Everything else in the field log — the contract, the take-off, the slab — only turns into a building because a gang of people picks up tools and makes it happen. Managing them well isn't a soft extra on top of the engineering. On site, it is the engineering.
How to actually lead a gang
- Toolbox talk every morning. Five minutes on the plan for the day and the risk that comes with it. Alignment up front beats rework at four o'clock.
- Respect the gang. The foreman knows things the drawing doesn't. Ask, then actually listen — you'll learn faster and lose fewer arguments.

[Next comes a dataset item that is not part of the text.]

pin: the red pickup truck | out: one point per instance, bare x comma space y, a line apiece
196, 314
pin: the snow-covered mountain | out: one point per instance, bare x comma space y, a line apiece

- Be specific. "Set that out to gridline B, 40mm cover" beats "sort that out." Give the instruction, then check they've genuinely got it.
- Never instruct what you don't understand. If you can't explain it, you can't check it — and you can't defend it when it goes wrong.
- Write it down. Site diary, instruction, photo. "He said / she said" loses every dispute. A dated note wins them.
- Safety is not negotiable. PPE, edge protection, excavation and lifting discipline. A finished job with a hurt worker is a failed job — full stop.
- Praise in public, correct in private. People build harder for someone who backs them and doesn't humiliate them in front of the gang.
Authority is borrowed, not issued
Nobody hands you respect with the hi-vis. You earn it by being clear, being fair, knowing your drawing, and keeping your word — and then you earn it again the next morning. Do that consistently and a gang will build harder for you than any job title could ever make them.
Authority on site is borrowed, not given. You earn it back every morning.